Study Global Public Health in London over the Summer
June 29 - July 20, 2019
Join us this summer to study global public health in one of the most diverse cities in the world. While living in London’s East End for three weeks, students will be immersed in London’s eclectic mix of cultures, a universal health care system, and a wealth of historical artifacts to analyze the past, present, and future of public health and health care.
Students will trace John Snow’s footsteps in his landmark epidemiological cholera investigation, meet health care and public health professionals, and visit a number of health care and health promotion facilities.
In the past, students visited the London School of Hygiene and Tropical Medicine, one of England’s National Health Service (NHS) hospitals, NHS’s world-renowned sexual health clinic, and a non-profit health promotion organization, among many others
Undergraduates only. Students from all majors/colleges welcome
Priority application deadline: Feb 15
Final application deadline: March 15
Held in Waldo 400, 5-7 p.m. on the following Thursdays
Nov 29 Jan 10 Feb 14 March 14 April 11 May 9 June 9
To apply visit
For accepted students. Held in Waldo 400
5-7 p.m. on Thursdays, April 11 May 9 and June 6
This course uses a Public Health lens to study human diseases. Students learn about epidemiology, which is the study of the distribution and causes of disease, and how practitioners use epidemiology and other health promotion strategies to prevent and control disease on a population level. Through London excursions and a project-based learning approach, students will gain concrete experiences through conversations with local professionals, exploration of a landmark case study, and hunting for historical clues related to human disease and the evolution of medicine and the public health system.
Global Public Health expands the scope of investigating the distribution and causes of disease to include international comparisons and delving into international health and social issues. London’s diversity and collections of international histories offers a unique lens into studying global health.
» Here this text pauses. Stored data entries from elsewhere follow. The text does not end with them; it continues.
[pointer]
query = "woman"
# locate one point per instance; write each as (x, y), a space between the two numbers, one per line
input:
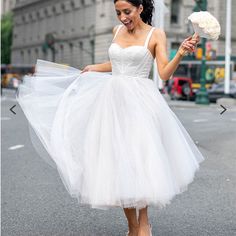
(112, 137)
(136, 16)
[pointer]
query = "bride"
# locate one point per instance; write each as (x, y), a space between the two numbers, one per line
(136, 16)
(112, 137)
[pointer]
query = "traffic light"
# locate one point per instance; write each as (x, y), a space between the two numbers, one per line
(198, 54)
(201, 5)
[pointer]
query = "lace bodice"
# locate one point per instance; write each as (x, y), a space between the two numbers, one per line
(135, 60)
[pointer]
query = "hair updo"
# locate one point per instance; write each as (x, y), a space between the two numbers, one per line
(148, 7)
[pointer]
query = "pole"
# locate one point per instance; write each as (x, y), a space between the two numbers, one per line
(227, 47)
(202, 95)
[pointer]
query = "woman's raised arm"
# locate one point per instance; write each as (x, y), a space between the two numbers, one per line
(167, 68)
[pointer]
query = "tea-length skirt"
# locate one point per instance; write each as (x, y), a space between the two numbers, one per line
(114, 140)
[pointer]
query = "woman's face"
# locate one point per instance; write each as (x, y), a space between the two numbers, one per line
(128, 14)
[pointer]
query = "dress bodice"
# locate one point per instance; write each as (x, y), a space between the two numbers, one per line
(135, 60)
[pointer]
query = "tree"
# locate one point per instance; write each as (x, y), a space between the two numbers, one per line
(6, 37)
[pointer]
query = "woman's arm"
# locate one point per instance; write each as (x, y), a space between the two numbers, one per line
(166, 68)
(102, 67)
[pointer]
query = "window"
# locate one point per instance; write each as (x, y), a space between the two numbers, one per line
(175, 11)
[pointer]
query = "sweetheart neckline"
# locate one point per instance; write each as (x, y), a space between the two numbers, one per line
(142, 46)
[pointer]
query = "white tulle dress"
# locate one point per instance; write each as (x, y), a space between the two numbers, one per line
(112, 137)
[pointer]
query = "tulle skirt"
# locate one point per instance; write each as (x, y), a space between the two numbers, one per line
(113, 139)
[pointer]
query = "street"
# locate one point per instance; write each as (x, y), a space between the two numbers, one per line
(35, 202)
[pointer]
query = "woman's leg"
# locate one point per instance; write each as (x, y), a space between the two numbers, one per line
(144, 229)
(131, 216)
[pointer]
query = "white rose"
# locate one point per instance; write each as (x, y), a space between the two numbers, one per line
(205, 24)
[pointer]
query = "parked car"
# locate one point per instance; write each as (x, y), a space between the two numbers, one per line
(217, 91)
(180, 88)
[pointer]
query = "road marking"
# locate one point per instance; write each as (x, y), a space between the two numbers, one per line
(16, 147)
(200, 120)
(11, 109)
(5, 118)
Students will compare the public health issues of developed and developing nations, using historical and modern London, a global city, as a case study to build upon.
To tie these courses together with each other and the students’ excursion experiences, students will capture at least one photo a day, describe the course concept the image represents, and post to Instagram. Students will practice health promotion by creating a photostory illustrating public health as learned through their London Classroom window. Students will learn the principles of photostory as an advocacy, health promotion, and research tool for their future use and compose a product they can use for their future internship and job interviews.